Antoine, 33 ans, vit avec Sabine, 25 ans, vendeuse dans un magasin de disques. Chacun a gardé son appartement. Juste rentré chez lui, Christine lui rappelle qu'ils doivent divorcer le matin même. Sur le parvis du tribunal, Colette le reconnaît et ils se croisent à nouveau gare de Lyon où Antoine doit conduire son fils Alphonse pour sa classe musicale.

Alors que le train pour Draguignan emporte Colette, Antoine court la rattraper. Dans le train, Colette lit Les salades de l'amour, roman écrit par Antoine quelques années auparavant. Le contrôleur lui annonce qu'un homme l'attend au restaurant. Elle espère Xavier, son amant libraire, auquel elle avait donné l'occasion d'un rendez-vous mais fait bonne figure lorqu'elle découvre Antoine, caché derrière le journal, Le monde. Antoine et Colette parlent de leur passé.
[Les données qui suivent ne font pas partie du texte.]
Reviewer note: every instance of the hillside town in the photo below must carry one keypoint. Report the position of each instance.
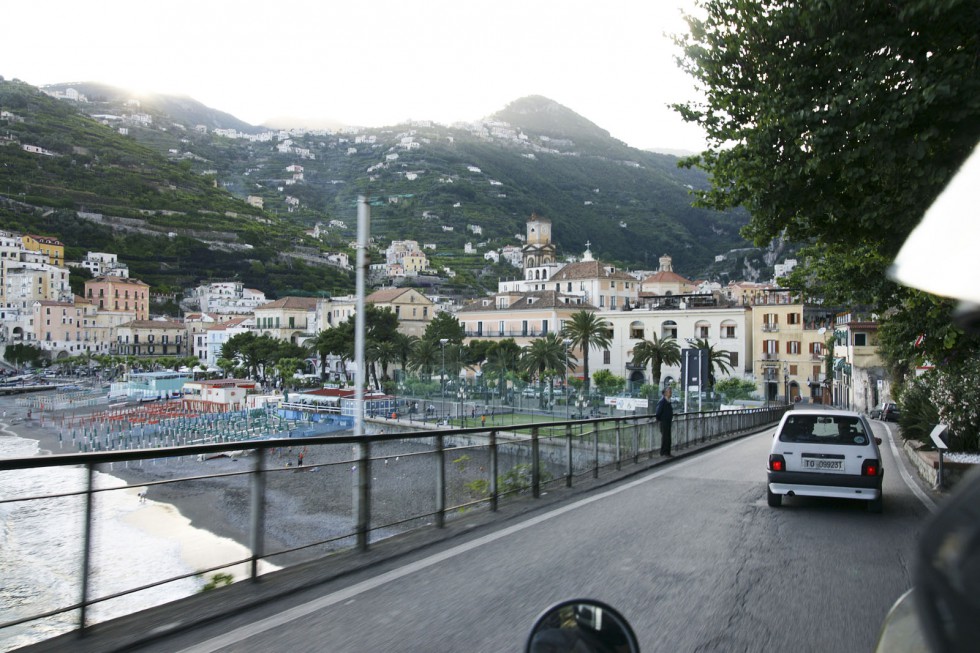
(789, 350)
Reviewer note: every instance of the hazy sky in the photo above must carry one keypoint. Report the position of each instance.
(370, 62)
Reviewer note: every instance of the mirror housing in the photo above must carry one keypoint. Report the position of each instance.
(584, 625)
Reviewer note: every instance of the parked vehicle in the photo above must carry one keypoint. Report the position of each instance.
(886, 411)
(817, 453)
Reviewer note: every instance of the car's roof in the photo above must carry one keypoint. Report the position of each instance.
(826, 412)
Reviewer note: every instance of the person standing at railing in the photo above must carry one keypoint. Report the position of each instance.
(665, 415)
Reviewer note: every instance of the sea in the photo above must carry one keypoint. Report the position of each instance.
(41, 550)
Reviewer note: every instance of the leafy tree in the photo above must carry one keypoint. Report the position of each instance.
(587, 331)
(717, 359)
(544, 358)
(445, 325)
(608, 383)
(657, 352)
(836, 124)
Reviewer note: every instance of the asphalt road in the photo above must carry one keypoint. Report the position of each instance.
(689, 552)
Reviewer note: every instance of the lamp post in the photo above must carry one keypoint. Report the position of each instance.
(442, 372)
(786, 382)
(566, 342)
(462, 398)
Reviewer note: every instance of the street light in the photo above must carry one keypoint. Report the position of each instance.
(462, 398)
(442, 372)
(566, 342)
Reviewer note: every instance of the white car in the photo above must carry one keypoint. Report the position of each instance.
(819, 453)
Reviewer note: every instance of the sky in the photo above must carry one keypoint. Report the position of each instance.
(371, 62)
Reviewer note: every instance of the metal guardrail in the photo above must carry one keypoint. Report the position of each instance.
(536, 456)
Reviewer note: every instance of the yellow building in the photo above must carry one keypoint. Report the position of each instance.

Colette cache Antoine, qui n'a pas de billet, dans son wagon-lit. Mais elle est ébranlée par l'incident d'un enfant qu'elle croit en danger près de la porte du wagon et par un voyageur qui la prend pour une prostituée. Antoine finit par l'excéder à ne parler que de lui et notamment de son futur roman dont il n'a encore qu'un début d'histoire : une photo déchirée et un titre "le manuscrit trouvé par un sale gosse". Colette chasse Antoine du wagon-lit quand il cherche à l'embrasser. Celui-ci tire le signal d'alarme en pleine campagne... et repart pour Paris.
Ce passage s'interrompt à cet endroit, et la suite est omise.